In Rosette Server, use custom profiles to route users to the correct models. Custom profiles support a single Rosette Server instance with different data domains for each user group. One profile may use the standard model alongside the legal terms model, while another profile uses the medical terms model along with the REX model.
Models to Extract New Entity Types
Rosette Entity Extractor (REX) is shipped with a statistical model that extracts a set of default labels. There are times you may have the choice of using an existing entity type or creating a new entity type for a particular type of entity.
For example, let's assume we are training a model to extract computer hardware, such as specific mentions of graphics cards, routers, and other computer hardware. These could be extracted as product, which is a default label in some languages. Or, you could decide that your business requires the mentions to be extracted as equipment. To extract as product mentions, you can use the Basis Training Data and extend the existing REX statistical model. To extract as equipment mentions, you are adding a new label and must not use the Basis Training Data.
Similar to the issue of multiple domains, Rosette handles multilingual scenarios by applying language-specific models to different languages. Before applying any language-specific models, Rosette uses a language classifier to identify the language and script of a document, and then applies language/script-specific models based on the document’s classification. A model trained on English text is not expected to perform adequately on Spanish text, much less on a language such as Arabic which is typologically even more different from English than Spanish is, and uses a different orthographic system.
In Rosette Adaptation Studio, create a separate project for each language. A language-specific model is then trained for each language. If you have multiple domains and languages, create a project for each domain-language pair.
Case-Sensitive vs Case-Insensitive Models
Models may be built to be case-sensitive or case-insensitive. This refers to the capitalization (aka 'case') of the input texts.
-
Case-sensitive models are most appropriate for well-formed text where case is an informative model feature.
-
Case-insensitive models are most appropriate for text with no or imprecise casing, for example, tweets, all-caps, no-caps, or text with headline capitalization.
Case-sensitive models are only available for English in Rosette Adaptation Studio.
We recommend splitting your corpus into case-sensitive and case-insensitive documents. At project creation, the option Train Case Sensitive Model is checked by default. If training a case-insensitive model, remove the checkmark. You will train two separate models, one for each input type.

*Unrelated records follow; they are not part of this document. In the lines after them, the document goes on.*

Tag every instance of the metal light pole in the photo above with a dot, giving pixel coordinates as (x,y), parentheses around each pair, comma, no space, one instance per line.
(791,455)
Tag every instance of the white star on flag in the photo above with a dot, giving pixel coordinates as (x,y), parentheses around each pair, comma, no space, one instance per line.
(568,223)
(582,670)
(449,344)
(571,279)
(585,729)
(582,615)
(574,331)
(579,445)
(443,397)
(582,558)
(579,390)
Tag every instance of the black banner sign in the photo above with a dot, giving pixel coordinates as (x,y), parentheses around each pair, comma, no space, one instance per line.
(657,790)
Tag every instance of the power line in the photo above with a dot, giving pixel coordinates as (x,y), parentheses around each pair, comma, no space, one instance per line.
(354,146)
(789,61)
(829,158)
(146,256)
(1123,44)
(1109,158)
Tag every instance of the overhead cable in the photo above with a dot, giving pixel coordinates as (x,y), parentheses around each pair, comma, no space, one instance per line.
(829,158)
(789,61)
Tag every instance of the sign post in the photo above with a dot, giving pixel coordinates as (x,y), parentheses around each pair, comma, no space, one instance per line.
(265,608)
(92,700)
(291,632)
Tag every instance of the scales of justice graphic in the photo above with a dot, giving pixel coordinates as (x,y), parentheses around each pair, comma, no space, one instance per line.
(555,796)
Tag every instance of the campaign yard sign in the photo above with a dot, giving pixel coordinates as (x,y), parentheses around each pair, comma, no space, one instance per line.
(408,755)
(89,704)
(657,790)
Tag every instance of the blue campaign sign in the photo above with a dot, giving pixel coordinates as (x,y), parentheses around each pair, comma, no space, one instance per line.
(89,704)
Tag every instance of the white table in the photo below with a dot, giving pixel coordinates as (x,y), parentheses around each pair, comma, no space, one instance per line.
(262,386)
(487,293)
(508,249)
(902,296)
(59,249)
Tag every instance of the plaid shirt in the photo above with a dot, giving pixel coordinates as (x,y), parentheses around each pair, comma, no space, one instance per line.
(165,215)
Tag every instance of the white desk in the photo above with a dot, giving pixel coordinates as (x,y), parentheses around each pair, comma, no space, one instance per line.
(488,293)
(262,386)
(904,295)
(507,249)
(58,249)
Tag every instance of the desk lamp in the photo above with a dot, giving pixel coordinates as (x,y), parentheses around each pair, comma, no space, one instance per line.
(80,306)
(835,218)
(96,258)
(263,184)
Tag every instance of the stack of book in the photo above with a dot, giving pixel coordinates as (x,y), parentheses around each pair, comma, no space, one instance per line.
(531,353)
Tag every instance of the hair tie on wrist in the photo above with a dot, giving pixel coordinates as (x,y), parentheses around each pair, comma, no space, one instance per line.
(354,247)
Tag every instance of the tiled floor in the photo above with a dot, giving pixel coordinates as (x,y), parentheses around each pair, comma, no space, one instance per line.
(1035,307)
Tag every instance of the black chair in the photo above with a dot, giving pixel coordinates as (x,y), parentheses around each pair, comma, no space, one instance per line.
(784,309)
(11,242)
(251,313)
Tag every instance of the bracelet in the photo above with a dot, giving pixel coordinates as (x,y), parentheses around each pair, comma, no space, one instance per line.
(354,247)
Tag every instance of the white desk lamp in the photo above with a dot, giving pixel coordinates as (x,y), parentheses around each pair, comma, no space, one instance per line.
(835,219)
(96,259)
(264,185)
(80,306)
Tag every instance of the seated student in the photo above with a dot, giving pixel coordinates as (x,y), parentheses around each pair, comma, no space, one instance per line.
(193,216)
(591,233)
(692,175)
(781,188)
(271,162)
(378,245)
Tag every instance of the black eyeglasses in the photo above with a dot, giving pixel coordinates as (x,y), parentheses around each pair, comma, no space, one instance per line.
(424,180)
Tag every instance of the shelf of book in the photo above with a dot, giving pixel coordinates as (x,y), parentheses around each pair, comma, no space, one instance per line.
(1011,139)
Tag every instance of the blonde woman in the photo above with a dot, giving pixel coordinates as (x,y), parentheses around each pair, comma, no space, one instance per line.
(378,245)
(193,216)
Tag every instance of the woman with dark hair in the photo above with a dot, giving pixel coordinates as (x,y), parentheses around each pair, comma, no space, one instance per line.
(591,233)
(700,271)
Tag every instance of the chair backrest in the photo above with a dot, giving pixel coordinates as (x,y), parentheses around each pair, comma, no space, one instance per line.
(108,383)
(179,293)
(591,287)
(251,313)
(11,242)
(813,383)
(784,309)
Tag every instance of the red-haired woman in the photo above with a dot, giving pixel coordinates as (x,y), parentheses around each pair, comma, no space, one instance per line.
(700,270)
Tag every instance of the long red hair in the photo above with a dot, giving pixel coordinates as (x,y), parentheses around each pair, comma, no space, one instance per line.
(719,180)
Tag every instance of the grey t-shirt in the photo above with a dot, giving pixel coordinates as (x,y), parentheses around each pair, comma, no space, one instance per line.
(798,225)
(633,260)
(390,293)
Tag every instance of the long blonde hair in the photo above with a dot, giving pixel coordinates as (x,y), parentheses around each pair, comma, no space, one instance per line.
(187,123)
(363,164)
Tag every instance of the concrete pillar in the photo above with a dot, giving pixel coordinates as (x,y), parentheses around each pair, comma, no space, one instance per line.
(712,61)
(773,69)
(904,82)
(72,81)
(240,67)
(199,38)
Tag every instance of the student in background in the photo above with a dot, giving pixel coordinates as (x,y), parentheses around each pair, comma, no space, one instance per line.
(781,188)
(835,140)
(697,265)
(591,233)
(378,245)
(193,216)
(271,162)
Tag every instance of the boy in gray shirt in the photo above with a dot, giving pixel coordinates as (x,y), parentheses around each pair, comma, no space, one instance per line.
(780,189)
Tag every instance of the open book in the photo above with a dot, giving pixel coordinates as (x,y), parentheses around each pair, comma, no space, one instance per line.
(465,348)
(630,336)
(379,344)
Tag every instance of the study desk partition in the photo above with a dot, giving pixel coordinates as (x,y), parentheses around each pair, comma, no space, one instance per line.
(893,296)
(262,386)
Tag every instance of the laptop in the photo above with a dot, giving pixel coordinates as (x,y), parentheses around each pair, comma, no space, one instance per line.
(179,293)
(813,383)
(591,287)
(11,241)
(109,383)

If you don't have enough annotated documents to split the corpus, but you have headlines and body components (the first being case-insensitive, the body case-sensitive), you can train case-sensitive and case-insensitive models on the same corpus. At runtime, you will have to split the input documents into their separate components and process each part of the document with a different model.
When the model is deployed in production, set the caseSensitivity
parameter to automatic
in the rex-factory-config.yaml
file in Rosette Server to let REX decide which model to use at run time.